Gemini Image Generation

Overview

The Gemini Image Generation API allows you to generate images from text descriptions using Google’s Gemini models. This endpoint supports flexible aspect ratios, multiple resolutions (up to 4K), and multi-turn image editing capabilities.

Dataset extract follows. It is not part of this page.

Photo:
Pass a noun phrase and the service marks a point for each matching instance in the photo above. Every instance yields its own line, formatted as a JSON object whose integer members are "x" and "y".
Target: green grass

Latest News: gemini-3-pro-image-preview is now supported! Generate images up to 4K resolution.

Quick Start

Simply replace the Base URL and API Key in the official SDK or requests to use it:

Base URL: https://wisdom-gate.juheapi.com (replace generativelanguage.googleapis.com)
API Key: Replace $GEMINI_API_KEY with your $WISDOM_GATE_KEY

Basic Example: Generate Image

curl -s -X POST \
  "https://wisdom-gate.juheapi.com/v1beta/models/gemini-3-pro-image-preview:generateContent" \
  -H "x-goog-api-key: $WISDOM_GATE_KEY" \
  -H "Content-Type: application/json" \
  -d '{
    "contents": [{
      "parts": [{
        "text": "Da Vinci style anatomical sketch of a dissected Monarch butterfly. Detailed drawings of the head, wings, and legs on textured parchment with notes in English."
      }]
    }],
    "tools": [{"google_search": {}}],
    "generationConfig": {
      "responseModalities": ["TEXT", "IMAGE"],
      "imageConfig": {
        "aspectRatio": "1:1",
        "imageSize": "1K"
      }
    }
  }' | jq -r '.candidates[0].content.parts[] | select(.inlineData) | .inlineData.data' | head -1 | base64 --decode > butterfly.png

Image-to-Image Generation

You can upload an input image along with a text prompt to generate a modified new image.

curl -s -X POST \
  "https://wisdom-gate.juheapi.com/v1beta/models/gemini-3-pro-image-preview:generateContent" \
  -H "x-goog-api-key: $WISDOM_GATE_KEY" \
  -H "Content-Type: application/json" \
  -d '{
    "contents": [{
      "role": "user",
      "parts": [
        { "text": "cat" },
        {
          "inline_data": {
            "mime_type": "image/jpeg",
            "data": "BASE64_DATA_HERE"
          }
        }
      ]
    }],
    "generationConfig": {
      "responseModalities": ["TEXT", "IMAGE"]
    }
  }'

Multi-Image & Reference Generation

gemini-3-pro-image-preview supports using multiple images as inputs. You can mix up to 14 reference images in a single request:

Up to 6 images of objects with high-fidelity
Up to 5 images of humans to maintain character consistency

curl -s -X POST \
  "https://wisdom-gate.juheapi.com/v1beta/models/gemini-3-pro-image-preview:generateContent" \
  -H "x-goog-api-key: $WISDOM_GATE_KEY" \
  -H "Content-Type: application/json" \
  -d '{
    "contents": [{
      "role": "user",
      "parts": [
        { "text": "An office group photo of these people, they are making funny faces." },
        { "inline_data": { "mime_type": "image/jpeg", "data": "BASE64_IMG_1" } },
        { "inline_data": { "mime_type": "image/jpeg", "data": "BASE64_IMG_2" } },
        { "inline_data": { "mime_type": "image/jpeg", "data": "BASE64_IMG_3" } },
        { "inline_data": { "mime_type": "image/jpeg", "data": "BASE64_IMG_4" } },
        { "inline_data": { "mime_type": "image/jpeg", "data": "BASE64_IMG_5" } }
      ]
    }],
    "generationConfig": {
      "responseModalities": ["TEXT", "IMAGE"],
      "imageConfig": {
        "aspectRatio": "5:4",
        "imageSize": "1K"
      }
    }
  }'

Important Notes

Model DifferencesDifferent Gemini image models may support different resolutions and features. gemini-3-pro-image-preview supports up to 4K resolution, while gemini-2.5-flash-image supports 1K and 2K resolutions. We strongly recommend consulting the model catalog for complete parameter lists and usage instructions for each model.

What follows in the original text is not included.